Now, we generate a new function called dmseloss, by calling grad on mseloss! The new function dmseloss will have the exact same signature as mseloss, but will instead return the value of the gradient evaluated at each of the parameters in $\theta$, in the same data structure as $\theta$.

# Put your answer here.

# The actual dmseloss function is also present in the answers,
# but _seriously_, go fill the one-liner to get dmseloss defined!
# If you fill out the one-liner above,
# remember to comment out the answer below
# so that mine doesn't clobber over yours!


I've provided an execution of the function below, so that you have an intuition of what's being returned. In my implementation, because theta are passed in as a 2-tuple, the gradients are returned as a 2-tuple as well. The return type will match up with how you pass in the parameters.

from dl_workshop.answers import x, make_y, b_true, w_true

# Create y by replacing my b_true and w_true with whatever you want
y = make_y(x, w_true, b_true)
dmseloss(dict(w=0.3, b=0.5), linear_model, x, y)

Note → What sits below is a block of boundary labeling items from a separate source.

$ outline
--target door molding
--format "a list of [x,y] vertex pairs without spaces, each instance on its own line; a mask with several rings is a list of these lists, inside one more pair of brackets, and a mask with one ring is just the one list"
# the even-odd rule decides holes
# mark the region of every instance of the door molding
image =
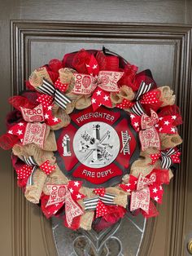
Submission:
[[[164,255],[184,255],[183,245],[185,232],[188,176],[192,169],[190,160],[191,115],[191,46],[192,26],[162,24],[59,22],[37,20],[11,20],[11,95],[24,89],[24,80],[31,73],[32,42],[56,41],[78,42],[88,40],[103,42],[121,41],[141,44],[171,44],[174,46],[173,88],[177,105],[181,109],[185,122],[180,134],[182,145],[182,160],[166,192],[165,212],[159,207],[159,217],[147,221],[141,255],[153,255],[153,245],[158,244],[155,232],[160,228],[163,217],[168,222]],[[13,174],[14,175],[14,174]],[[20,189],[12,179],[12,241],[15,255],[33,255],[32,236],[33,225],[42,234],[45,255],[56,255],[50,222],[46,221],[37,207],[27,202]],[[174,192],[174,193],[173,193]],[[36,222],[36,223],[35,223]],[[32,228],[33,227],[33,228]],[[178,232],[180,231],[180,232]]]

{'b': DeviceArray(-39.06814, dtype=float32),
'w': DeviceArray(-28.964378, dtype=float32)}


### Exercise: Write the optimization routine

Finally, write the optimization routine!

Make it run for 3,000 iterations, and record the loss on each iteration. Don't forget to update your parameters! (How you do so will depend on how you've set up the parameters.)

# Write your optimization routine below.

# And if you implemented your optimization loop,
# feel free to comment out the next two lines
losses, theta = model_optimization_loop(theta, linear_model, mseloss, x, y, n_steps=3000)


Now, let's plot the loss score over time. It should be going downwards.

import matplotlib.pyplot as plt

plt.plot(losses)
plt.xlabel('iteration')
plt.ylabel('mse');


Inspect your parameters to see if they've become close to the true values!

print(theta)

{'w': DeviceArray(2.003443, dtype=float32), 'b': DeviceArray(19.98238, dtype=float32)}



## Summary

### Ingredients of Linear Model

From these first three sections, have seen how the following components play inside a linear model:

1. Model specification ("equations", e.g. $y = wx + b$) and the parameters of the model to be optimized ($w$ and $b$, or more generally, $\theta$).
2. Loss function: tells us how wrong our model parameters are w.r.t. the data ($MSE$)
3. Optimization routine (for-loop)

Let's now explore a few pictorial representations of the model.

## Linear Regression In Pictures

Linear regression can be expressed pictorially, not just in equation form. Here are two ways of visualizing linear regression.

### Matrix Form

Linear regression in one dimension looks like this:

Linear regression in higher dimensions looks like this:

This is also known in the statistical world as "multiple linear regression". The general idea, though, should be pretty easy to catch. You can do linear regression that projects any arbitrary number of input dimensions to any arbitrary number of output dimensions.

### Neural Diagram

We can draw a "neural diagram" based on the matrix view, with the implicit "identity" function included in orange.

The neural diagram is one that we commonly see in the introductions to deep learning. As you can see here, linear regression, when visualized this way, can be conceptually thought of as the baseline model for understanding deep learning.

The neural diagram also expresses the "compute graph" that transforms input variables to output variables.